A new paper from Sabeti, on clustering the results of different tests for positive selection

Today in our journal club we have discussed the latest paper from Sabeti’s lab:

Grossman, S., Shylakhter, I., Karlsson, E., Byrne, E., Morales, S., Frieden, G., Hostetter, E., Angelino, E., Garber, M., Zuk, O., Lander, E., Schaffner, S., & Sabeti, P. (2010). A Composite of Multiple Signals Distinguishes Causal Variants in Regions of Positive Selection Science DOI: 10.1126/science.1183863

This paper described what most researcher in the field have been doing intuitively for a long time: combine the results from multiple tests for positive selection into a single result, to obtain a single result per position.

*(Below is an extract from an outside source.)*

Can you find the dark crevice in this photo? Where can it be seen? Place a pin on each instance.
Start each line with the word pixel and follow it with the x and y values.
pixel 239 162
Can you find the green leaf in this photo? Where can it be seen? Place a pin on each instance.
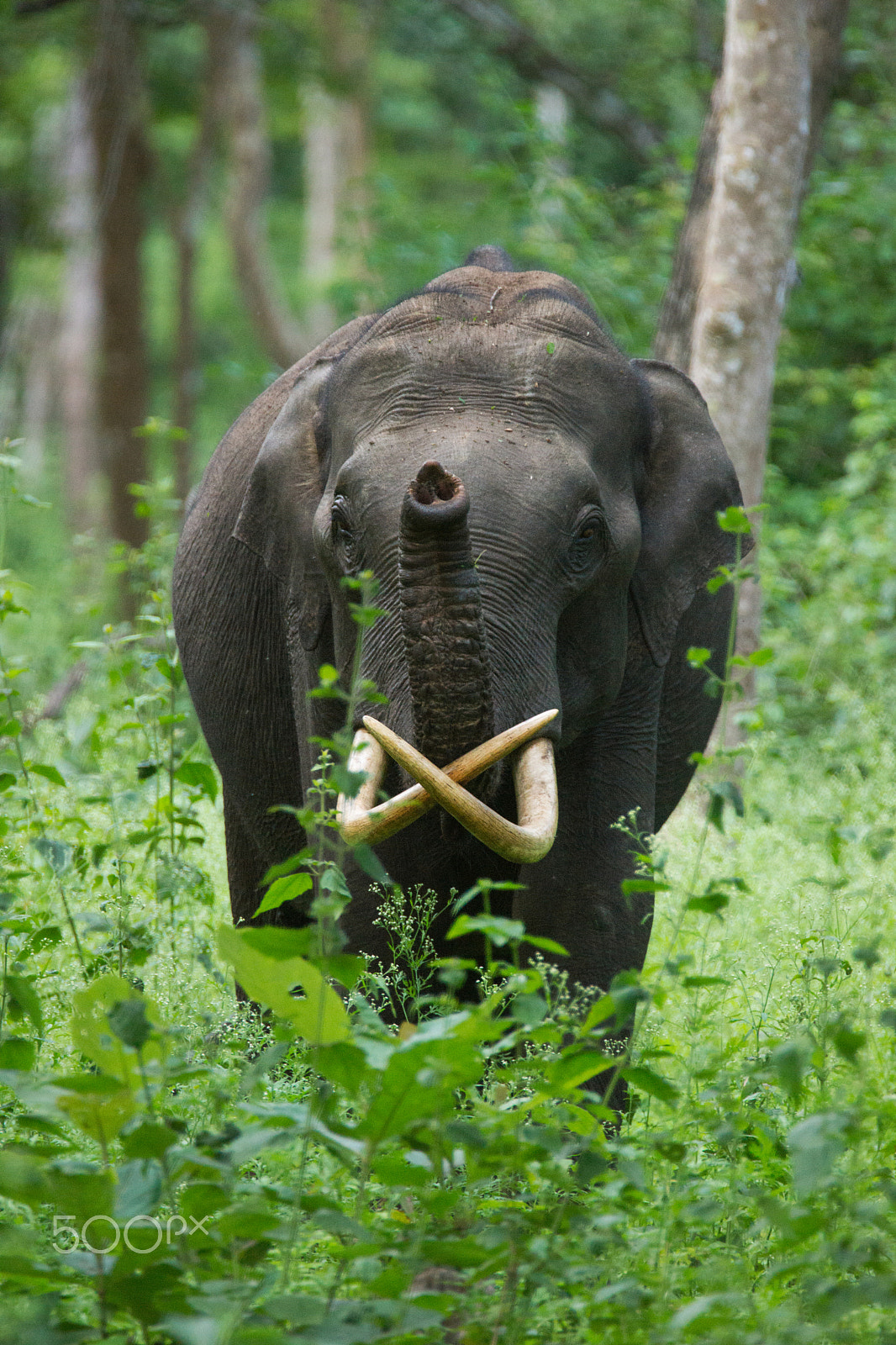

In other fields of computational biology, like structural bioinformatics or maybe sequence alignment, the approach of clustering results has been already applied for a long time, I can think for example of this one developed by my ex-profs in Bologna; however, this is the first time that this is used in population genetics.

The new CMS method described in this paper by Sabeti merges the results from three different tests: the iHS, described by Voight 2006, designed to detect recent positive selection; the XP-EHH, based on iHS but designed to detect alleles which are positively selected in one population but not in others; and the Fst, a measure of population differentation.

To be honest, our feelings on this paper during the journal club are not extremely positive, as we think that even if the idea is nice, this article is not at the level of others from the same author. The formula used to cluster together the different statistics is a single product of the bayesian probability that an allele is under selection, given the result from the test and a background calculated with simulations; it is a nice idea but it doesn’t seem to justify a paper on it.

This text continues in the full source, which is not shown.